Book HomeCGI Programming with PerlSearch this book

Chapter 2. The Hypertext Transport Protocol

Contents:

URLs
HTTP
Browser Requests
Server Responses
Proxies
Content Negotiation
Summary

The Hypertext Transport Protocol (HTTP) is the common language that web browsers and web servers use to communicate with each other on the Internet. CGI is built on top of HTTP, so to understand CGI fully, it certainly helps to understand HTTP. One of the reasons CGI is so powerful is because it allows you to manipulate the metadata exchanged between the web browser and server and thus perform many useful tricks, including:

We won't cover all of the details of HTTP, just what is important for our understanding of CGI. Specifically, we'll focus on the request and response process: how browsers ask for and receive web pages.
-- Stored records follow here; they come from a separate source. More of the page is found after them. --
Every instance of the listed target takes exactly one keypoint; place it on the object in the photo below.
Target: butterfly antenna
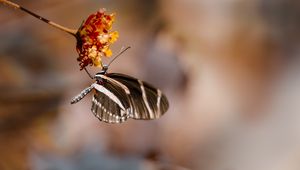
(120, 53)
(17, 6)
(88, 73)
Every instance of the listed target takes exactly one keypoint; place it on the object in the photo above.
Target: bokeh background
(230, 69)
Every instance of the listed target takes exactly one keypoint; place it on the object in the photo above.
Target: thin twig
(16, 6)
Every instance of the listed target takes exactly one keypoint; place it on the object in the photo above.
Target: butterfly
(118, 97)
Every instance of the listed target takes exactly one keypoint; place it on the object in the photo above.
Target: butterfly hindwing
(147, 102)
(110, 103)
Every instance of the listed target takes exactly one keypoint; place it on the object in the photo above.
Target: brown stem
(14, 5)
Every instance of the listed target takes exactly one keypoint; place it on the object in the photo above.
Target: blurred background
(230, 69)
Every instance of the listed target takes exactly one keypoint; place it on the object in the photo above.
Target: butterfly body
(118, 97)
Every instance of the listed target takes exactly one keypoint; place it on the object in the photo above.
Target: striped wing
(146, 102)
(110, 103)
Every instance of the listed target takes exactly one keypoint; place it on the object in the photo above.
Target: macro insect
(118, 97)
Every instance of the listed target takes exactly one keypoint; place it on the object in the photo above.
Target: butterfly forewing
(147, 102)
(110, 103)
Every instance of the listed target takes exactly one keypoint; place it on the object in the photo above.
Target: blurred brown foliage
(229, 68)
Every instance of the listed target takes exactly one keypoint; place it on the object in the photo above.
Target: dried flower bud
(94, 38)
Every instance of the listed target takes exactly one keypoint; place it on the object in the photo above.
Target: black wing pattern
(120, 96)
(110, 103)
(146, 101)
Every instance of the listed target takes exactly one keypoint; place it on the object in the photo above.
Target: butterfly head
(102, 72)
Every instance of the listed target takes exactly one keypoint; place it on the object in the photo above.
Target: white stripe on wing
(105, 91)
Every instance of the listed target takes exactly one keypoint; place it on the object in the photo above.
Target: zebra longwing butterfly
(118, 97)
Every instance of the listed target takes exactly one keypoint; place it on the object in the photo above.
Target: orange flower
(94, 38)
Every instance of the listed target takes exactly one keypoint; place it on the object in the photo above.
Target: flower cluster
(94, 38)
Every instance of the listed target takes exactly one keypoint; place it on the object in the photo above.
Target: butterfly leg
(82, 94)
If you are interested in understanding more about HTTP than we provide here, visit the World Wide Web Consortium's web site at http://www.w3.org/Protocols/. On the other hand, if you are eager to get started writing CGI scripts, you may be tempted to skip this chapter. We encourage you not to. Although you can certainly learn to write CGI scripts without learning HTTP, without the bigger picture you may end up memorizing what to do instead of understanding why. This is certainly the most challenging chapter, however, because we cover a lot of material without many examples. So if you find it a little dry and want to peek ahead to the fun stuff, we'll forgive you. Just be sure to return here later.

2.1. URLs

During our discussion of HTTP and CGI, we will be often be referring to URLs , or Uniform Resource Locators. If you have used the Web at all, then you are probably familiar with URLs. In web terms, a resource represents anything available on the web, whether it be an HTML page, an image, a CGI script, etc. URLs provide a standard way to locate these resources on the Web.

Note that URLs are not actually specific to HTTP; they can refer to resources in many protocols. Our discussion here will focus strictly on HTTP URLs.

2.1.1. Elements of a URL

HTTP URLs consist of a scheme, a host name, a port number, a path, a query string, and a fragment identifier, any of which may be omitted under certain circumstances (see Figure 2-1).

Figure 2-1

Figure 2-1. Components of a URL

HTTP URLs contain the following elements:

Scheme

The scheme represents the protocol, and for our purposes will either be http or https. https represents a connection to a secure web server. Refer to the sidebar "The Secure Sockets Layer" later in this chapter.

Host

The host identifies the machine running a web server. It can be a domain name or an IP address, although it is a bad idea to use IP addresses in URLs and is strongly discouraged. The problem is that IP addresses often change for any number of reasons: a web site may move from one machine to another, or it may relocate to another network. Domain names can remain constant in these cases, allowing these changes to remain hidden from the user.

Port number

The port number is optional and may appear in URLs only if the host is also included. The host and port are separated by a colon. If the port is not specified, port 80 is used for http URLs and port 443 is used for https URLs.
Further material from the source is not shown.